Well. I’m dumbstruck by Schnabel’s Second Symphony. Like Mahler, Schnabel seems to have made composition a summer activity. The symphony was composed in the summers of 1941, 42 and 43, vacationing not on the shores of the Wörtherlake in Austrian Carinthia but in the mountains of New Mexico. In it I hear a lot that reminds me of Schoenberg – not something you’d expect of a “classicist” who concentrated his performing repertoire on Mozart-to-Schubert…. I’m not thinking here of a particular piece of Schoenberg , or moment in Schoenberg’s compositional evolution (Schoenberg started a late-romantic, became an atonalist, then a relatively strict twelve-tone composer, then a somewhat watered-down twelve-tone composer using the old forms of baroque music – and was derided by Boulez for doing so, in the tantrum-raising obituary-essay he titled “Schoenberg is dead” – the article can be read online). In the Symphony I hear a unique mixture of Pelleas & Melisande – Schoenberg’s arch-post-romantic style, using huge orchestral forces – and (not only in the Symphony’s flirting with atonality but also in its angularity), the First Kammersymphonie, Schoenberg’s first large-scale atonal work. Erwartung, also one of Schoenberg’s first forays into atonality, comes to mind as well: think of an Erwartung without words (which, incidentally, HAS been performed, by Hermann Scherchen). And of course, Berg, the bridge between Romanticism and twelve-tone-music, often comes to mind, especially in the imposing first-movement climaxes. Finally, in the extended Finale, the music goes over the mountain pass, and you are easily in the sound-world Schoenberg’s Variations for Orchestra, or of Roger Sessions’ mature style.
And there lies the fascination of Schnabel’s symphony to my ears, I think: it’s not your typical late-romantic work, the kind written by Zemlinsky, Franz Schmidt (his superb Fourth Symphony comes to mind, by Schnabel’s language goes way beyond), Siegmund von Hausegger (as a performer, an important early champion of Bruckner, but now en route for a discovery as a composer), Joseph Marx – or early Schoenberg: Schnabel’s is more advanced than that, although it conveys many reminiscences of that. But it’s not quite Schoenberg’s Variations op. 31 either – because precisely of all those reminiscence of a late-romantic style.

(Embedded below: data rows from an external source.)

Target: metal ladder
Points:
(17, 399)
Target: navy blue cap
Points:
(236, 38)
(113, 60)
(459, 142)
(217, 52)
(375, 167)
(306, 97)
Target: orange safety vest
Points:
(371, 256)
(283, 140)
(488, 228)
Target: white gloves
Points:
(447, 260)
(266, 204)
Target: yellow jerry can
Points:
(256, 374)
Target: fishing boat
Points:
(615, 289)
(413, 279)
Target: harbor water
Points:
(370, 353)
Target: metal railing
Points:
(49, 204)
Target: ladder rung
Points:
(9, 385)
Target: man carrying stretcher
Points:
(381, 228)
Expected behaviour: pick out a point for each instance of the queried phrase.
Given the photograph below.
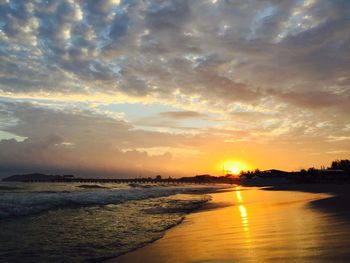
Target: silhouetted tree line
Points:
(339, 171)
(341, 165)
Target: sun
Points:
(234, 167)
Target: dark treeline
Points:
(337, 172)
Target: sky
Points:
(120, 88)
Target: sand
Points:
(252, 225)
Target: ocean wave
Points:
(27, 203)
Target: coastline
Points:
(198, 237)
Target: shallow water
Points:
(69, 223)
(253, 225)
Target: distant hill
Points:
(31, 177)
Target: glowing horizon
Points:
(138, 88)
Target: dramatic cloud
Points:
(87, 85)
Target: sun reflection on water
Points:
(244, 215)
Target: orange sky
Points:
(115, 88)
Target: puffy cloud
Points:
(267, 67)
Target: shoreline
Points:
(149, 252)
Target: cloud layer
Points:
(263, 72)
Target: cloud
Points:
(268, 68)
(182, 114)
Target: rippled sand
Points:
(252, 225)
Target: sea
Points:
(74, 222)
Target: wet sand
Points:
(253, 225)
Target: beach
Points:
(248, 224)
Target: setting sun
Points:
(234, 167)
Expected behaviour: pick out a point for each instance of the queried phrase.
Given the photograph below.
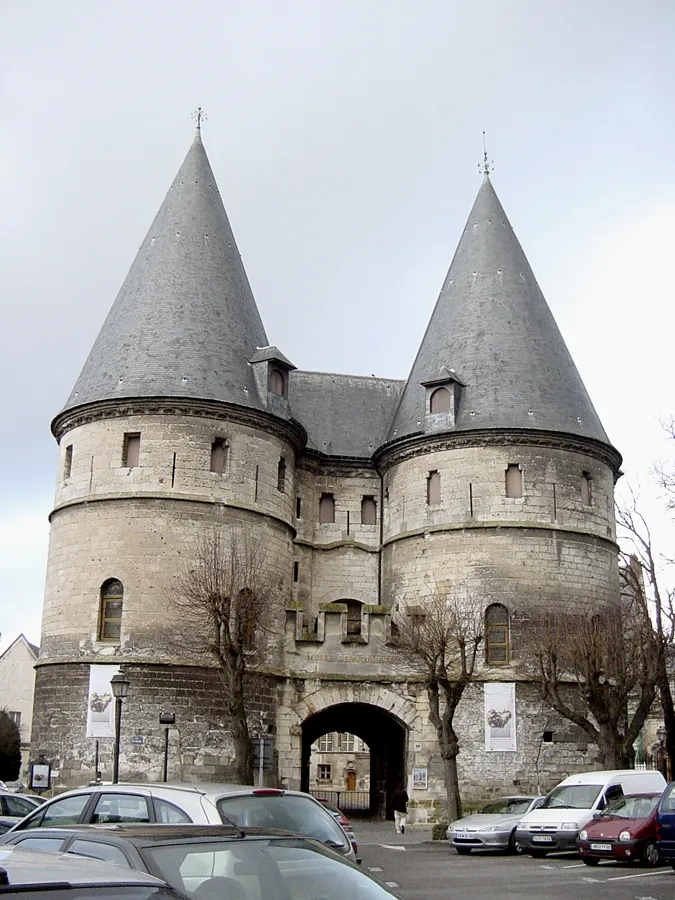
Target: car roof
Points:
(42, 867)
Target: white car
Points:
(207, 804)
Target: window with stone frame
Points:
(327, 509)
(111, 604)
(326, 743)
(586, 489)
(368, 511)
(433, 488)
(497, 651)
(439, 401)
(131, 449)
(514, 481)
(276, 382)
(220, 450)
(346, 742)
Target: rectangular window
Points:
(281, 475)
(433, 488)
(368, 511)
(131, 450)
(326, 743)
(68, 462)
(219, 454)
(514, 481)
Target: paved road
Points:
(422, 870)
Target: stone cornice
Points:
(403, 449)
(287, 430)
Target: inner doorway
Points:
(386, 739)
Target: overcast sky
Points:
(345, 136)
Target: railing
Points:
(347, 801)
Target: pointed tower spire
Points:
(185, 322)
(492, 324)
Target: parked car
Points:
(14, 808)
(206, 804)
(28, 873)
(493, 827)
(343, 821)
(217, 862)
(626, 829)
(570, 806)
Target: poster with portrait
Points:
(500, 717)
(100, 702)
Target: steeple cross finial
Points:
(487, 165)
(199, 115)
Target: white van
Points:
(555, 823)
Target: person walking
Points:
(399, 800)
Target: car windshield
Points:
(259, 870)
(572, 796)
(632, 807)
(507, 806)
(287, 812)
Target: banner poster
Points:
(500, 716)
(100, 702)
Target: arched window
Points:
(110, 618)
(276, 382)
(497, 635)
(440, 401)
(326, 509)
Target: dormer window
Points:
(276, 382)
(440, 401)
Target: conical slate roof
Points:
(185, 322)
(493, 327)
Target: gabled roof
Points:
(492, 324)
(344, 415)
(185, 322)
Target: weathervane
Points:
(198, 115)
(487, 165)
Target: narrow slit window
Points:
(440, 401)
(131, 451)
(586, 488)
(368, 511)
(111, 603)
(326, 509)
(68, 462)
(497, 635)
(281, 475)
(514, 481)
(219, 453)
(433, 488)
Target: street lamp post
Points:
(119, 684)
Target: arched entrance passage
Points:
(385, 735)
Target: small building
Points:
(17, 686)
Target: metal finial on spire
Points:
(487, 165)
(199, 115)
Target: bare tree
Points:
(644, 569)
(440, 641)
(597, 669)
(229, 599)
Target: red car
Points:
(625, 830)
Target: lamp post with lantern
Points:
(119, 684)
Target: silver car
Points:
(493, 827)
(200, 804)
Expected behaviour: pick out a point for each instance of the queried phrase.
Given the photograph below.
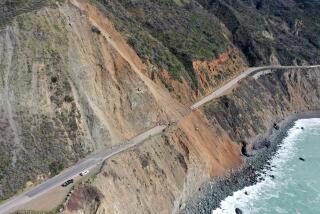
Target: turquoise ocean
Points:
(295, 187)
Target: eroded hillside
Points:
(78, 76)
(69, 86)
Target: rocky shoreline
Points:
(212, 193)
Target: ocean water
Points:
(295, 187)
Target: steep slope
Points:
(186, 48)
(284, 31)
(165, 173)
(67, 89)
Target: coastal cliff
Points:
(200, 153)
(80, 76)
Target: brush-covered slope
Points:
(70, 85)
(284, 31)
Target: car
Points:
(84, 172)
(66, 183)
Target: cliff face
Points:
(164, 173)
(78, 76)
(276, 32)
(70, 85)
(251, 109)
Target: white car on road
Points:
(84, 172)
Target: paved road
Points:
(89, 162)
(255, 71)
(96, 159)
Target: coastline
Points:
(213, 192)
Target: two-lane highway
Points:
(257, 71)
(96, 159)
(88, 163)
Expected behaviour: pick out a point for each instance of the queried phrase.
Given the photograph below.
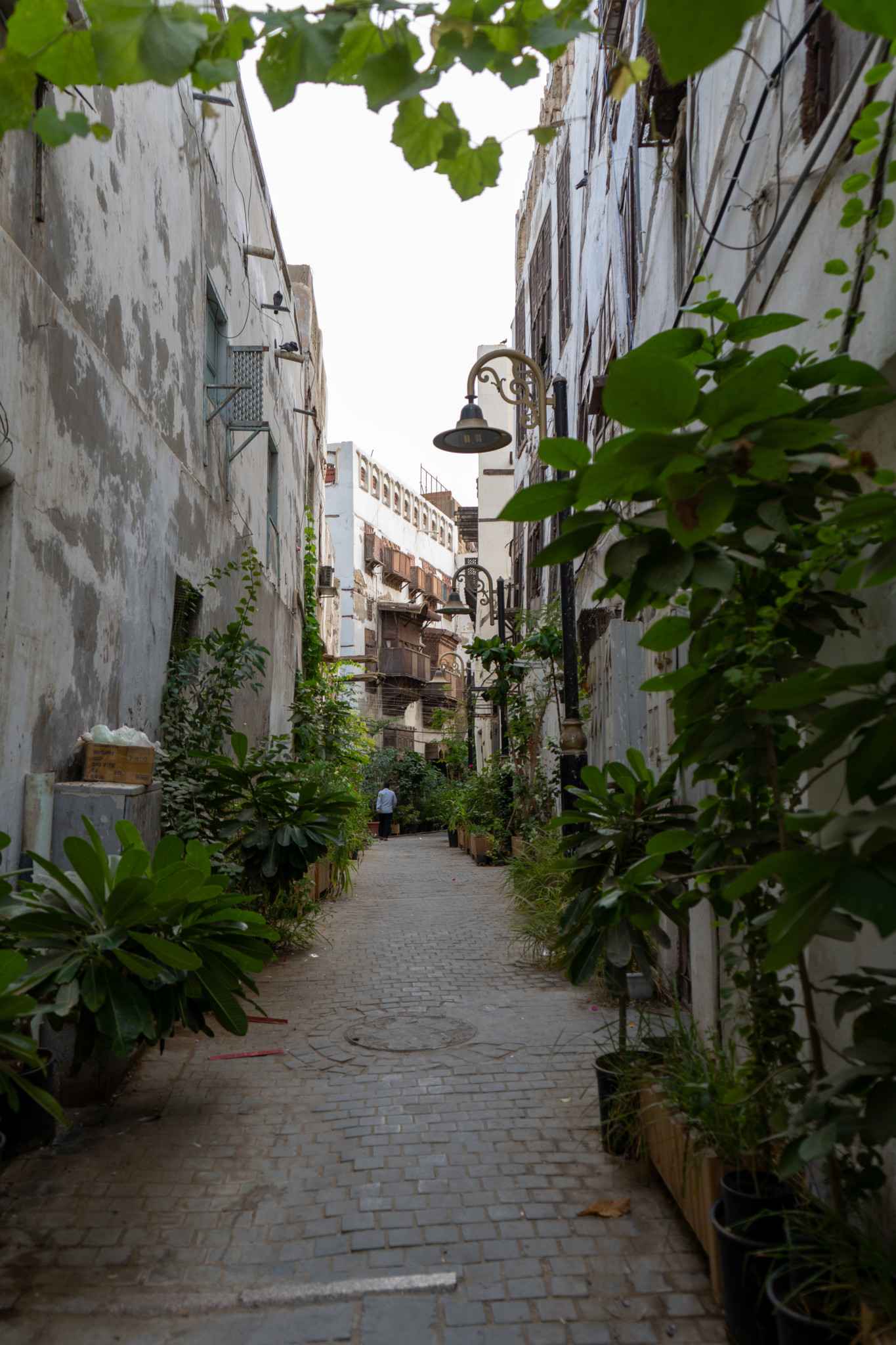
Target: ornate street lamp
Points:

The Symphony is a huge work, in length (an hour here) as well as in scope, that can reach climaxes of awesome grandeur, and with an orchestration that is always deftly mastered, magnificently imaginative and full of ear-catching surprises (violinist-conductor Paul Zukovsky, who contributes the liner notes, has very perceptive things to say about that, speaking of an orchestration “using many instrumental ‘doublings’ that change constantly so that when conducting this work, one has an impression of timbral manipulation that is far closer to what one finds in an electronic music studio…” ). Very typical is the awesome climax at mid-point in the extend Finale (circa 8:30) followed (9:58) by a mourning solo for viola – from one extreme of the spectrum to the other extreme.
Zukovsky seems to master this complex score and marshal the Royal Philharmonic Orchestra with great mastery. His liner notes on Schnabel’s place in the developments of 20th century music are a model of intelligence. Lauds to him for his championing of the music of Schnabel, in this and other recordings published on his own label CP2. If you are into late-romanticism when it’s about to spill over into atonalism and beyond, don’t miss this.